Tra l’uomo ed il cane da 15.000 anni esiste un’amicizia indissolubile, un patto di alleanza non scritto, un dare ed avere disinteressato, un rapporto tra specie diverse che non ha eguali nel mondo animale.
Il cane alcune volte è utile all’uomo: per la guardia, la caccia, l’accompagnamento, la compagnia ecc. e per queste specifiche funzioni è stato da tempo selezionato, allo scopo di esaltare alcune sue doti naturali, né si può affermare che l’uomo non sia necessario per il cane, nel dargli cibo, riparo ed affetto; ma sempre alla base di questo ineguagliabile sodalizio vi è la disponibilità, la comprensione, la fiducia, il disinteresse che pongono in un piano secondario il beneficio reciproco.
Possiamo collocare a circa 15.000 anni fa il momento in cui alcuni lupi più mansueti hanno lasciato il branco e modificando le loro abitudini aggressive hanno cominciato a vivere assieme agli uomini.
La conferma di questo stretto rapporto di affetto possiamo constatarlo nel rinvenimento di scheletri di cani accanto a quello dei padroni, molto prima che nelle sontuose dimore funerarie egiziane o nei tumuli etruschi, nelle più antiche grotte preistoriche o nei kurgan dove venivano conservati i corpi dei popoli nomadi delle steppe.

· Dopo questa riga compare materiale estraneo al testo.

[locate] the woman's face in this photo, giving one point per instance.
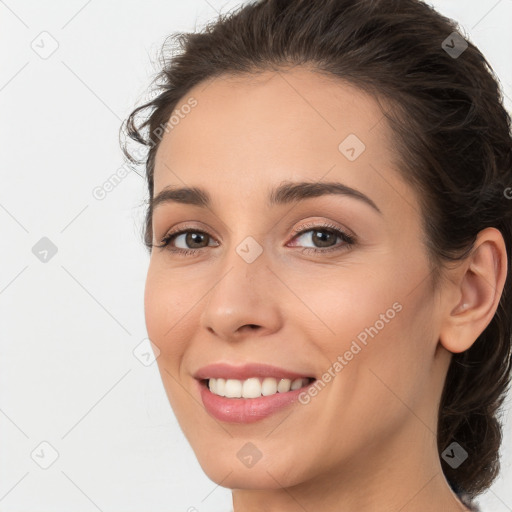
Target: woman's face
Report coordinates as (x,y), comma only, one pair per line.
(359,315)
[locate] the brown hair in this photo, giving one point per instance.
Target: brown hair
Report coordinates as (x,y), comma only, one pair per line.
(451,131)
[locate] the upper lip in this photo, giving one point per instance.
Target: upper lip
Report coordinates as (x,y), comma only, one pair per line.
(246,371)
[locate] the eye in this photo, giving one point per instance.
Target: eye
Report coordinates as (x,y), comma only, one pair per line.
(323,238)
(193,239)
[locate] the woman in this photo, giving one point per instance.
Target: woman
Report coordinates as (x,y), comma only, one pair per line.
(329,226)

Gli etologi hanno identificato le razze più antiche dalle quali derivano per selezione ed adattamento quelle odierne. Esse furono in Cina lo shar-pei, in Africa il basenti, nelle regioni artiche il malamute, in Australia il dingo, mentre il levriero persiano è considerato l’antenato di tutti i cani da caccia.
Attraverso il lavoro di ignoti artisti sono giunte a noi immagini di razze oramai estinte, che erano le predilette di Egiziani e Greci o di popoli orientali, mentre in ogni epoca sono numerosissime le testimonianze di pittori e scultori che ci permetteranno di compiere un lungo viaggio ad esplorare il legame tra l’uomo ed il cane, compagno fidato, non solo degli umili, ma anche di re ed imperatori, di nobili e mercanti, che trascorrevano ore serene di svago, al riparo dei pressanti impegni quotidiani.
Faranno eco alle testimonianze artistiche i brani della letteratura, anche essi densi di esaltazione per l’amico a quattro zampe, senza dimenticare alcuni lati oscuri legati alla remota origine dal lupo, narrati nelle leggende dei licantropi o nel temuto Cerbero(fig. 1), il mostruoso essere con tre teste, che la mitologia greca pone a custode degli Inferi e che Dante ha reso celebre nei versi della Divina Commedia.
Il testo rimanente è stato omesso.